Brexit-Minister David Davis tritt zurück: Streit um EU-Austritt geht weiter

9. Juli 2018 - 8:33 Uhr

Davis wollte einen klaren Bruch mit Brüssel

Gerade erst verkündete die britische Premierministerin Theresa May, dass sich ihr Kabinett über den Brexit-Kurs einig sei. Ein paar Tage später verabschiedet sich nun ihr Brexit-Minister. David Davis ist im Streit zurückgetreten. Der "neue Trend" und die Taktik der Brexit-Politik mache es unwahrscheinlicher, dass Großbritannien den Binnenmarkt und die Zollunion verlassen werde, begründete Davis den Schritt. Er gilt als glühender Vertreter eines klaren Bruchs mit Brüssel. Damit stürzt er die Regierung weiter ins Chaos. Selbst ein Sturz der Premierministerin scheint nicht mehr ausgeschlossen.

Weitere Rücktritte könnten folgen

May hatte ihr Kabinett am 6. Juli zu einer zwölfstündigen Marathonsitzung auf den Landsitz Chequers nordwestlich von London bestellt. Die Minister mussten während der Klausurtagung sogar ihre Smartphones abgeben. Am Abend verkündete May, die Regierung habe sich auf eine neue Strategie für den EU-Austritt verständigt. Doch die Einigung kam nur unter großem Druck zustande.

Der Plan wurde von vielen Brexit-Hardlinern als Abkehr vom EU-Austritt gewertet. Für May ist der Rücktritt von Davis ein heftiger Schlag. Sie muss nun mit weiterem Widerstand aus dem Brexit-Flügel ihrer Partei rechnen. Etwa 60 Abgeordnete in ihrer Fraktion werden dazu gezählt. Auch Außenminister Boris Johnson soll den Plänen nur äußerst widerwillig zugestimmt haben.

Zwei Staatssekretäre im Brexit-Ministerium sollen ebenfalls ihren Hut genommen haben. Sollten weitere Regierungsmitglieder zurücktreten, könnte das May in ernsthafte Bedrängnis bringen. Selbst ein Sturz der Premierministerin scheint nicht mehr ausgeschlossen.

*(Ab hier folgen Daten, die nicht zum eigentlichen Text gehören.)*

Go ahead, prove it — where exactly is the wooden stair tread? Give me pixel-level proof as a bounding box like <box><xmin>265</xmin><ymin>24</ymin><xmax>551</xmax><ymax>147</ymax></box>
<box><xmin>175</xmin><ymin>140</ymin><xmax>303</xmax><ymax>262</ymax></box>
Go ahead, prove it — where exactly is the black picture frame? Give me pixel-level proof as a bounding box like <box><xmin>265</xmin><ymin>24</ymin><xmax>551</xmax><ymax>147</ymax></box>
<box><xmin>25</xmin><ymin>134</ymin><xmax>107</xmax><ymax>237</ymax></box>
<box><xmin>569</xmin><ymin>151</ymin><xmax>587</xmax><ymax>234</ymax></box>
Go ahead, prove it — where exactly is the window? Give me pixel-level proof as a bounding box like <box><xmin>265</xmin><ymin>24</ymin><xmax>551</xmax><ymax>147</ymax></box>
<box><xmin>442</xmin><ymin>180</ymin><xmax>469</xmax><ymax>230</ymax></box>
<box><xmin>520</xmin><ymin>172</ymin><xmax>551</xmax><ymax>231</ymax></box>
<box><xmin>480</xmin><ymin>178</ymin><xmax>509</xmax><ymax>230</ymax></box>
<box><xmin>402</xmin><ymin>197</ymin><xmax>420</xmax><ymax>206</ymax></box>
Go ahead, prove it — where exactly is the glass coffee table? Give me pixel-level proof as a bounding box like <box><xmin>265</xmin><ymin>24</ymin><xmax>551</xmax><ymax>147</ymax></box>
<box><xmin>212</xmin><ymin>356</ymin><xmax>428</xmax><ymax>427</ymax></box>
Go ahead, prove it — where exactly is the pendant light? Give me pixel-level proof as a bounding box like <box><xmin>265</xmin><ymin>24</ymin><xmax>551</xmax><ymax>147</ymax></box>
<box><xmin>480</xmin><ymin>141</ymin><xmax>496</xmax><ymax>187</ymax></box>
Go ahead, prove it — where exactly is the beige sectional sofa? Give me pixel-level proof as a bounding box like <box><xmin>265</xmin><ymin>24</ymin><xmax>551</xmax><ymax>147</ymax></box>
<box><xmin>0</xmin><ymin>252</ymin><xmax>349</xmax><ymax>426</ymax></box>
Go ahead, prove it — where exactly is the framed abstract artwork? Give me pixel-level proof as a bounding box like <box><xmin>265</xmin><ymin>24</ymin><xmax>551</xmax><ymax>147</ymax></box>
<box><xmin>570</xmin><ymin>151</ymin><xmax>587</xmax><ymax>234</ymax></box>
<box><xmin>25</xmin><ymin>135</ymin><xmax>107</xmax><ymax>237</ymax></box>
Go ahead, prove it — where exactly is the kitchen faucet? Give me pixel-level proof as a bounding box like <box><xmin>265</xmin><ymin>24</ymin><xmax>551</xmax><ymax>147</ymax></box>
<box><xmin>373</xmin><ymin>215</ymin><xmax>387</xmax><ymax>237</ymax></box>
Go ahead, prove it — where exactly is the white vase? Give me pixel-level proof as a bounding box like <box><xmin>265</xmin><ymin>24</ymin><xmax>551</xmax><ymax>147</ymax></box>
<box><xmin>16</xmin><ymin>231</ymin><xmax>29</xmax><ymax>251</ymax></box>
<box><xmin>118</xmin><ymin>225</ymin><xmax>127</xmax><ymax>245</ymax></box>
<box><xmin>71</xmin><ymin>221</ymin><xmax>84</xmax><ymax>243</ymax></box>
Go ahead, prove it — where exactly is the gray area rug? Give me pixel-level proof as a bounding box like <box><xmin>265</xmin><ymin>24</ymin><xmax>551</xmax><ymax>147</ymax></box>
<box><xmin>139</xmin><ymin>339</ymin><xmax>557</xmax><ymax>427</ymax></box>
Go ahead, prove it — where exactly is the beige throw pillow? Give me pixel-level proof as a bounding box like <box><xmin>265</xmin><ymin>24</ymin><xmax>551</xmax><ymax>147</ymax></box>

Großbritannien verlässt die EU am 29. März 2019

Britische Premierministerin Theresa May
Theresa Mays Regierung steckt tief in der Krise. Bis zum 29. März 2019 muss ein Fahrplan für den Brexit her.
© Wheatley/WENN, MAAA/ZDS, ©m.wheatley/WENN.com

Davis hatte bereits in der Vergangenheit mit seinem Rücktritt gedroht, sollte May das Land zu eng an Brüssel binden. Seit Langem gilt er als unzufrieden mit seiner Rolle in der Regierung. Sein Rücktritt stürzt die Regierung zur Unzeit in eine neue Krise. Großbritannien verlässt die Europäische Union am 29. März 2019. Bis dahin muss ein Austrittsabkommen stehen, sonst droht Chaos.

Davis ist der sechste Minister, den May seit der Neuwahl im vergangenen Juni verliert. Verteidigungsminister Michael Fallon und Vize-Regierungschef Damian Green hatten nach Belästigungsvorwürfen ihre Posten aufgegeben. Entwicklungshilfeministerin Priti Patel trat zurück, weil sie sich ohne Absprache im Israel-Urlaub mit Ministerpräsident Benjamin Netanjahu getroffen hatte. Innenministerin Amber Rudd musste im Skandal um die unrechtmäßige Behandlung von Gastarbeitern aus der Karibik als illegale Einwanderer abtreten.

Nur ein Rücktritt war nicht von einem Skandal ausgelöst worden: James Brokenshire hatte sein Amt als britischer Nordirland-Minister wegen einer Erkrankung aufgegeben. Er kehrte - gesundet - als Minister für Kommunen an den Kabinettstisch zurück.